As terras raras representam uma parcela mínima dos US$ 18,7 trilhões (cerca de R$ 106 trilhões) do Produto Interno Bruto (PIB, a soma de todas as riquezas produzidas) anual do país, disse a professora Sophia Kalantzakos, da Universidade de Nova York (EUA). A título de comparação, o PIB brasileiro atingiu R$ 11,7 bilhões em 2024.
Algumas estimativas calculam o valor das exportações em menos de 0,1% do PIB chinês.
Embora o peso econômico das terras raras para a China seja pequeno, seu valor estratégico é “enorme”, afirmou Kalantzakos, já que o setor dá à China mais poder de pressão nas negociações com os EUA.
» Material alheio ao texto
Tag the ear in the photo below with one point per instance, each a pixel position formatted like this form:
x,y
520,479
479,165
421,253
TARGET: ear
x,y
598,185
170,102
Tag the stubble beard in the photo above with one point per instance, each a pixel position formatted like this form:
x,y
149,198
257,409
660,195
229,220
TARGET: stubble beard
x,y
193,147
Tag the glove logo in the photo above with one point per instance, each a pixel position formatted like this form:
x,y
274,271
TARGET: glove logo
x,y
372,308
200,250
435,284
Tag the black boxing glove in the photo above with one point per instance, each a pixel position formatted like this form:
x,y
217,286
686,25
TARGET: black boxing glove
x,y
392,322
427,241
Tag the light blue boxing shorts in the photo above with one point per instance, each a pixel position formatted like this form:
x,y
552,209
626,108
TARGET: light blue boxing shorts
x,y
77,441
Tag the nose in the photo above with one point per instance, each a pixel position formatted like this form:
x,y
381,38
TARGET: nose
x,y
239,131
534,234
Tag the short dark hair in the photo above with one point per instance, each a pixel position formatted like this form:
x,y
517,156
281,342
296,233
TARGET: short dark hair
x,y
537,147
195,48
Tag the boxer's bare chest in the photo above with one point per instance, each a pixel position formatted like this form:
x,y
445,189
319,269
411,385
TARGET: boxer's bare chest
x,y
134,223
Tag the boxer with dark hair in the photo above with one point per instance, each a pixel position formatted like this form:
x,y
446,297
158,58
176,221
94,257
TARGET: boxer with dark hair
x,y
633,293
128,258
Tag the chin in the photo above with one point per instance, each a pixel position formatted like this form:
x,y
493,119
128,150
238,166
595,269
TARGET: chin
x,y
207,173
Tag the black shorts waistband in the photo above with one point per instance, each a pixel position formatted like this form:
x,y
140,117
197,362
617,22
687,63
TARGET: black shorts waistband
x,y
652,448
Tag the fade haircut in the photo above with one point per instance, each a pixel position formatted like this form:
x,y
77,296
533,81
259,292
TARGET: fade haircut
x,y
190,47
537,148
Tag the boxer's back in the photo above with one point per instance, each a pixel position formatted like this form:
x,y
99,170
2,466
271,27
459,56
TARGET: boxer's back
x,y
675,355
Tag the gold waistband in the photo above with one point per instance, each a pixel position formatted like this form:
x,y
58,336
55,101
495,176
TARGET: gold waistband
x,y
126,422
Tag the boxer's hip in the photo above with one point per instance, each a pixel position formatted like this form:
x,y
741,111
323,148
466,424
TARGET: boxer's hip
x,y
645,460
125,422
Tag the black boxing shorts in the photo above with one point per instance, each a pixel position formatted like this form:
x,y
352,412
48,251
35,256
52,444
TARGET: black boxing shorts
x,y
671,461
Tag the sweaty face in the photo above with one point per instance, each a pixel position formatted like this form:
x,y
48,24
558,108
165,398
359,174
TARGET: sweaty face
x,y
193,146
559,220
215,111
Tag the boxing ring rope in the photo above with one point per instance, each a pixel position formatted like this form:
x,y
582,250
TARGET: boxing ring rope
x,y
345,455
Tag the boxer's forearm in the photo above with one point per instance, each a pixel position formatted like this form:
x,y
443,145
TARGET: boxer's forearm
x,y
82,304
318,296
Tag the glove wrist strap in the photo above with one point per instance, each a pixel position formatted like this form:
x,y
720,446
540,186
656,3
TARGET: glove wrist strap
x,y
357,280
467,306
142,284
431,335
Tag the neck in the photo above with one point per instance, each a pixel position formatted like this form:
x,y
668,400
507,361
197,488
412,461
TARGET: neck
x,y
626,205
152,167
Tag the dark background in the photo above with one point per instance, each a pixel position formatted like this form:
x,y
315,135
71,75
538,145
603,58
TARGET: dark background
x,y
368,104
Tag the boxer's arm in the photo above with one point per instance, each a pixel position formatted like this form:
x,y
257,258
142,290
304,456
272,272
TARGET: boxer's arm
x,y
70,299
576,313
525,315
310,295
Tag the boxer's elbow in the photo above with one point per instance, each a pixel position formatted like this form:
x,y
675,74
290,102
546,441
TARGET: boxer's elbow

Apesar de acusar a China de “traição”, Bessent, secretário do Tesouro dos EUA, afirmou que ainda há espaço para diálogo.
“Acredito que a China esteja aberta a discussões e sou otimista quanto à possibilidade de reduzir as tensões”, disse Bessent.
Durante uma reunião na quinta-feira (16/10) com o presidente do grupo americano de private equity Blackstone, Stephen Schwarzman, o ministro das Relações Exteriores da China, Wang Yi, também destacou a necessidade de negociações.
“Os dois lados devem manter comunicação efetiva, resolver adequadamente as divergências e promover um desenvolvimento estável, saudável e sustentável das relações entre China e EUA”, disse Yi, segundo o site do ministério.
As recentes medidas da China são uma forma de “organizar suas peças antes das negociações comerciais” com os EUA, afirmou Kalantzakos, da Universidade de Nova York.
Ao restringir as exportações de terras raras, a China encontrou “seu melhor instrumento imediato” para pressionar Washington em busca de um acordo mais favorável, disse Bhaskar, da consultoria Newland Global Group.
Jiao Yang, da Universidade de Administração de Singapura, afirma que, embora a China detenha as cartas no curto prazo, os EUA ainda têm algumas opções estratégicas à disposição.
Os EUA poderiam, por exemplo, oferecer a redução de tarifas, algo que provavelmente interessa à China, já que a guerra comercial tem afetado fortemente seus fabricantes, disse Yang.
A economia chinesa depende da receita obtida com os produtos que fabrica e exporta. Segundo dados oficiais recentes, as exportações do país para os EUA caíram 27% em relação ao ano anterior.
Os EUA também podem ameaçar impor novas restrições comerciais para dificultar o avanço do setor tecnológico chinês, afirmou McDonagh, da Universidade Edith Cowan.
Por exemplo, a Casa Branca já mirou a dependência chinesa de semicondutores avançados ao bloquear a compra dos chips mais sofisticados da Nvidia.
Mas especialistas dizem que é provável que tenha apenas efeitos limitados.
As medidas que miram a indústria tecnológica da China podem desacelerar o país asiático, mas não “paralisá-la completamente”, disse McDonagh.
A China já mostrou, com sua estratégia econômica recente, estar disposta a enfrentar dificuldades para alcançar seus objetivos a longo prazo, acrescentou.
“A China pode continuar, mesmo se pagar muito mais pelos controles de exportação dos EUA. Mas se a China interromper o fornecimento de terras raras, pode de fato interromper a indústria de todos os outros. Essa é a grande diferença.”